Hacker News new | ask | show | jobs
by jalopy 1774 days ago
Going along with this: What are the latest and greatest open source speech-to-text models and/or tools out there?

Would love to hear from experienced practitioners and a bit of detail on the experience.

Thanks HN community!

8 comments

Mozilla announced Deep Speech[1] around the same time as Common Voice.

Mozilla Deep Speech is an open source speech recognition engine, based upon Baidu's Deep Speech research paper[2].

Unsurprisingly, Deep Speech requires a corpus such as... Common Voice.

[1] https://github.com/mozilla/DeepSpeech

[2] https://arxiv.org/abs/1412.5567

They killed this after Nvidia grant.
Ah, damn. Didn't realise.

It also looks like Baidu are now developing their Deep Speech as open source? https://github.com/PaddlePaddle/DeepSpeech

I've had good results with https://github.com/flashlight/flashlight/blob/master/flashli.... Seems to work well with spoken english in a variety of accents. Biggest limitation is that the architecture they have pretrained models for doesn't really work well with clips longer than ~15 seconds, so you have to segment your input files.
I created edgedict [0] a year ago part of my side projects. At that time this is the only open source STT with streaming capabilities. If anyone is interested the pretrained weights for english and chinese is available.
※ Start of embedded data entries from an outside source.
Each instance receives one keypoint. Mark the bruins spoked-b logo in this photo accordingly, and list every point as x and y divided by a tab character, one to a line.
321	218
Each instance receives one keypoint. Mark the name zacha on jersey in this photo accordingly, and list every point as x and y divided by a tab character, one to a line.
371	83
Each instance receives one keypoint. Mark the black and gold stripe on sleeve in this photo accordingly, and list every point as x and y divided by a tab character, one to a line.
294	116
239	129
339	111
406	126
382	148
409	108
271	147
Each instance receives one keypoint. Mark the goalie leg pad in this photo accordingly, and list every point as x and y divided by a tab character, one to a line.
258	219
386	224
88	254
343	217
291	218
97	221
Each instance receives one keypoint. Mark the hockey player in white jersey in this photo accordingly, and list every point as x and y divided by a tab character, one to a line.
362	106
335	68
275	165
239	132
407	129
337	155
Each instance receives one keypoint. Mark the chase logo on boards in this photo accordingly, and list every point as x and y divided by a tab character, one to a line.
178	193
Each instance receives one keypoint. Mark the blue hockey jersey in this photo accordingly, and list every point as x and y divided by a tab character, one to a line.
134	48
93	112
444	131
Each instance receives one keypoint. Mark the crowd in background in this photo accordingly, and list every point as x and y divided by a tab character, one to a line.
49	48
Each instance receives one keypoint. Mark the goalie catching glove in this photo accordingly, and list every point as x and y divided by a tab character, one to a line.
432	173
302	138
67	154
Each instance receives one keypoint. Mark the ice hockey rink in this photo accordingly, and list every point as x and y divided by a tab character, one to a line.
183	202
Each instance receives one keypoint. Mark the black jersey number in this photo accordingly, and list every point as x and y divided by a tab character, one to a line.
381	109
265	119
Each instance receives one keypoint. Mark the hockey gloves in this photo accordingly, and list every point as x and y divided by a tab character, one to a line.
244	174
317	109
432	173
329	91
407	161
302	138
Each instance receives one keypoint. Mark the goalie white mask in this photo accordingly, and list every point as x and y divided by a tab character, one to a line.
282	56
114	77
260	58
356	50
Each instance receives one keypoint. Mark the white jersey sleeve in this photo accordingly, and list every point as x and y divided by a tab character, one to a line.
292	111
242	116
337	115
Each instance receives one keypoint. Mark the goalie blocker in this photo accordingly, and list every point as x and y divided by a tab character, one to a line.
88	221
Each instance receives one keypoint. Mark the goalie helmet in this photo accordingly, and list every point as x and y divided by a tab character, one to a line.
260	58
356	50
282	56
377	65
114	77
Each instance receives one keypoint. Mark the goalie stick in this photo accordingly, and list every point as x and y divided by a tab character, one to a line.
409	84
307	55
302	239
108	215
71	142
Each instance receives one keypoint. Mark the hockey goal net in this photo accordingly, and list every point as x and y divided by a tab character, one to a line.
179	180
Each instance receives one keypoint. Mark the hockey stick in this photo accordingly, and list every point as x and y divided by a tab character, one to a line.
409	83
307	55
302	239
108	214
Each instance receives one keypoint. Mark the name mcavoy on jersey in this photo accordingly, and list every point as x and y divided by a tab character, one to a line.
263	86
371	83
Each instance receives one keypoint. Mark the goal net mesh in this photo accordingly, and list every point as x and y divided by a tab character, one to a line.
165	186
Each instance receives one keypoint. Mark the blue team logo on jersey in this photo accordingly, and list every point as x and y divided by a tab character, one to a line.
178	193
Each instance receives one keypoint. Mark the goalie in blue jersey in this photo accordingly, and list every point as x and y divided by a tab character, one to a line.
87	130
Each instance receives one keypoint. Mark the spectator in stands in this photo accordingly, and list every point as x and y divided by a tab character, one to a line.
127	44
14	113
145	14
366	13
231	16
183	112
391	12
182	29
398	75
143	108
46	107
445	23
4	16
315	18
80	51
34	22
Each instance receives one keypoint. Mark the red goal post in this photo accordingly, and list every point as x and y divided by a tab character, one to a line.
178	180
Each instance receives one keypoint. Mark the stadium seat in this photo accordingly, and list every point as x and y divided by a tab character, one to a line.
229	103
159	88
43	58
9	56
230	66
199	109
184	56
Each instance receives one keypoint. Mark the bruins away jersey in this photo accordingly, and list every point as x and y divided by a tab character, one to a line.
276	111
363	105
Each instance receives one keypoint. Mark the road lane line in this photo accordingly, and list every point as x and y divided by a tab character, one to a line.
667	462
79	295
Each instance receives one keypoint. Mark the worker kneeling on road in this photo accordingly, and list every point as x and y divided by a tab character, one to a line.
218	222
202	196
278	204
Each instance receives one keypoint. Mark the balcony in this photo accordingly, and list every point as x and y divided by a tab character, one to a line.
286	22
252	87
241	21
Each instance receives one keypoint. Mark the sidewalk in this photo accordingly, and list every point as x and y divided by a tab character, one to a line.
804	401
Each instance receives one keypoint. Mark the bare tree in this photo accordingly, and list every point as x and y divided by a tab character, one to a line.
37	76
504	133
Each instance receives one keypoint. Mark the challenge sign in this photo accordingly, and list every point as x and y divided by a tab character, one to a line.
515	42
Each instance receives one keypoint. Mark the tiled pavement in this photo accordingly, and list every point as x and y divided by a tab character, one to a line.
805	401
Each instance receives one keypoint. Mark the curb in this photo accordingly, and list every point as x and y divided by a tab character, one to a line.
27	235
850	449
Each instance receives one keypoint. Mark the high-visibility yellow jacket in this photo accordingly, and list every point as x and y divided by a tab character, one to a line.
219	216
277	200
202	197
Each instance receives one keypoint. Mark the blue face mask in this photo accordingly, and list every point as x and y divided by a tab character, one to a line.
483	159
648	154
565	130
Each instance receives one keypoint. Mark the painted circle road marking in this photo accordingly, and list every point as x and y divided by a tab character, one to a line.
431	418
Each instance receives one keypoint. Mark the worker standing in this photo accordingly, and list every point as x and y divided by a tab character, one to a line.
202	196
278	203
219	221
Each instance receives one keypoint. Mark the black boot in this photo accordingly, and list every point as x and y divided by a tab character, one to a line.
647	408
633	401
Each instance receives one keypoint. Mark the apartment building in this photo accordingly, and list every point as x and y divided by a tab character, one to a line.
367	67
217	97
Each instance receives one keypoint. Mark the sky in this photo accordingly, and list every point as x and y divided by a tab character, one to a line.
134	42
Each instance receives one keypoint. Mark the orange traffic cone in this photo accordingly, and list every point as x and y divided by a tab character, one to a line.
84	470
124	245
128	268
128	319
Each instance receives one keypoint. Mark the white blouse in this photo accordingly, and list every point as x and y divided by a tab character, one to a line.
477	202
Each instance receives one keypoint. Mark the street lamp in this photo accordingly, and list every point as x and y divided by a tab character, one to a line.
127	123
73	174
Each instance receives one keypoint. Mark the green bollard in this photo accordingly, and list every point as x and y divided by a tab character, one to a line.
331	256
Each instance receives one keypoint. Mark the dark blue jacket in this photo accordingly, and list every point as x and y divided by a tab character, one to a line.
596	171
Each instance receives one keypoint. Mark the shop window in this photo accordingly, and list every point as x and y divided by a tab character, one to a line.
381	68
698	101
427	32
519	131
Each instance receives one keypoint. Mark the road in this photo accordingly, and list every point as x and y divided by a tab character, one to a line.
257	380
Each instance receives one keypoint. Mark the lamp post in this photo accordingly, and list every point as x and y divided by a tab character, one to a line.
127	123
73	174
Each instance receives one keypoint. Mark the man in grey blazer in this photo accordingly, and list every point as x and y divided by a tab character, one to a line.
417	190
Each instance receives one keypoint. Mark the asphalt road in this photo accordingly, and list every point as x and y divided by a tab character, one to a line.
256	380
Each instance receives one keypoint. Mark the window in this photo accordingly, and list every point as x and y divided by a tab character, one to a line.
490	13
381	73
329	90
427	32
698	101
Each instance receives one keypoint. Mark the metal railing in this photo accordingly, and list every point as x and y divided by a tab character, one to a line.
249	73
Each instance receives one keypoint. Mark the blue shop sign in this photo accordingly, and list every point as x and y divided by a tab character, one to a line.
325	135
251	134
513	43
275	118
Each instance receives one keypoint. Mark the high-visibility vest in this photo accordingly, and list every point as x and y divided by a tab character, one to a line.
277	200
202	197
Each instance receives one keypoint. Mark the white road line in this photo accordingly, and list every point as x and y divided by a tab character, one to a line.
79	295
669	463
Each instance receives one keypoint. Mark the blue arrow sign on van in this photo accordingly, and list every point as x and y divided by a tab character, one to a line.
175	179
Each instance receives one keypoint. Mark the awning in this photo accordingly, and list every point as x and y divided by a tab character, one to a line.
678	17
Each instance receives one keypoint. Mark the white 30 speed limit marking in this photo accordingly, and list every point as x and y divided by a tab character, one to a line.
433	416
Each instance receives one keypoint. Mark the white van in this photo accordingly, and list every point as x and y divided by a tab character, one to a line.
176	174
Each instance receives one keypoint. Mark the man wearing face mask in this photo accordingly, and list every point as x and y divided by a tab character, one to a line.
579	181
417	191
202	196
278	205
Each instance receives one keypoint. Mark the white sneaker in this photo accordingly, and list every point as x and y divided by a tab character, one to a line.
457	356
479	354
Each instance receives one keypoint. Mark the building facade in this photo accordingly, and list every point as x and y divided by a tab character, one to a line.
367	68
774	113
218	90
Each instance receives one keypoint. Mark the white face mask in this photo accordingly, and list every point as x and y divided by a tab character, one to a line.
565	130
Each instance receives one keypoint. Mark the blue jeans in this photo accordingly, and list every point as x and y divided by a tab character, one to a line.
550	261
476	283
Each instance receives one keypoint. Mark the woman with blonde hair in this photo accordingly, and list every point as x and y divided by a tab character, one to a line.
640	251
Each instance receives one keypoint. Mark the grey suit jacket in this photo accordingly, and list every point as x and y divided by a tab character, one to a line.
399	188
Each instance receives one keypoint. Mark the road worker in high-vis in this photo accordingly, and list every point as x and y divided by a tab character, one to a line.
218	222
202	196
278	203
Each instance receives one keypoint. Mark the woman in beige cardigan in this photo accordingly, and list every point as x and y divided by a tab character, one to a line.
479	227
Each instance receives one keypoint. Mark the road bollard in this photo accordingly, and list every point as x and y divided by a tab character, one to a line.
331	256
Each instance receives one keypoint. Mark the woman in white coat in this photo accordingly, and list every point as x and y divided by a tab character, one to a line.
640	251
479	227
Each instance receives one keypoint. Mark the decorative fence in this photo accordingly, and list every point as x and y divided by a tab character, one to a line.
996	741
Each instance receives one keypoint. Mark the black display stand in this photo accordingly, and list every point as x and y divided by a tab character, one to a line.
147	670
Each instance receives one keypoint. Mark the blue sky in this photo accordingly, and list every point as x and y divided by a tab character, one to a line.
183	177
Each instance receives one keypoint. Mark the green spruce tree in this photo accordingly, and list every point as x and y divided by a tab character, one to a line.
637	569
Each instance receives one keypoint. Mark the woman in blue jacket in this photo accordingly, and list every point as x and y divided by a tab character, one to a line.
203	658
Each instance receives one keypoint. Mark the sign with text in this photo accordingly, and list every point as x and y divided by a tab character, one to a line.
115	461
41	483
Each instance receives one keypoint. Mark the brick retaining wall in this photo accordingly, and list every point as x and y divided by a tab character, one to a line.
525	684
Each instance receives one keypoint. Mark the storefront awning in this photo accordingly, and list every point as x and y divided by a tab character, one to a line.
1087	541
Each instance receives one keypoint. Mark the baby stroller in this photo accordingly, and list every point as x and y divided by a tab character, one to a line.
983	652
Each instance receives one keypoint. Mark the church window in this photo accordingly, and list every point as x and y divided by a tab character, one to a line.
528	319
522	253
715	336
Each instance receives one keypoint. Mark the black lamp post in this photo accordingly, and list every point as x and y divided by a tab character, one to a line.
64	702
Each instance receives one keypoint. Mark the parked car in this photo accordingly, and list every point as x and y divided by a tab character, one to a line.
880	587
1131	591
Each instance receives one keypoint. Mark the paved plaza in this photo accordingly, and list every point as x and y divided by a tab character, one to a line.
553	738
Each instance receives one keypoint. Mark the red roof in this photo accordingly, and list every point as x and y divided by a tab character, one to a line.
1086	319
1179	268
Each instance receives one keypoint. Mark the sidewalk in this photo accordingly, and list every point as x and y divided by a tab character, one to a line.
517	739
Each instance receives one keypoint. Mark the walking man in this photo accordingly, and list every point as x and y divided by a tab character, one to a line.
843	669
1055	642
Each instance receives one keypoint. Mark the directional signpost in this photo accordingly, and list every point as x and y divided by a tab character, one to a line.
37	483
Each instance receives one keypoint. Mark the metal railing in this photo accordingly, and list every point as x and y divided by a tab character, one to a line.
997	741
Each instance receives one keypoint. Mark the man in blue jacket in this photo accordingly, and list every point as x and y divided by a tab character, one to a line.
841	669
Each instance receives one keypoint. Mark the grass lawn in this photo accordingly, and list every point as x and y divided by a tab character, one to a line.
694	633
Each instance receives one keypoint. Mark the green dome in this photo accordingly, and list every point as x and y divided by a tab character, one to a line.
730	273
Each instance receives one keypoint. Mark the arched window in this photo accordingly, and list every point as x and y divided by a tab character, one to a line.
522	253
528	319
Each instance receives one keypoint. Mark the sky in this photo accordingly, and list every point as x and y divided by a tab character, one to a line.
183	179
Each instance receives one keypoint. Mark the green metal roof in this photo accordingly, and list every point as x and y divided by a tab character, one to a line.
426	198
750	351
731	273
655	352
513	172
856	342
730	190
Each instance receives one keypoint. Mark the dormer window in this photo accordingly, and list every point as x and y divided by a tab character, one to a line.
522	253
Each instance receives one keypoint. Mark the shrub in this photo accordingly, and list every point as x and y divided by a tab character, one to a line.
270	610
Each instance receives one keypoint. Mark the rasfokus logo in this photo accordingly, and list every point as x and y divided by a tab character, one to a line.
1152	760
[0] https://github.com/theblackcat102/edgedict

Kaldi and DeepSpeech both support streaming, right?
Have used VOSK a bit recently. The out-of-the-box experience was great compared to earlier projects (looking at you Kaldi and Sphinx...). Word-level audio segmentation was one usecase, https://stackoverflow.com/a/65370463/1967571
Vosk is built on Kaldi.
Kdenlive supports automatic subtitles created with VOSK now btw. This makes it a lot more accessible for non-tech folks.
Vosk is my favourite. I have used deep speech too. Vosk works better.
Thank you. I deeply appreciate you mention our efforts. We spend quite some time and knowledge to build accurate speech recognition. Not that easy to get as much mentions as Mozilla, so we are thankful for every single one!
Vosk just works good and it works on mobile platforms too. One suggestion is to put lisence on alphacephei site. GitHub repo has it, but site doesn't.
Same question for text-to-speech!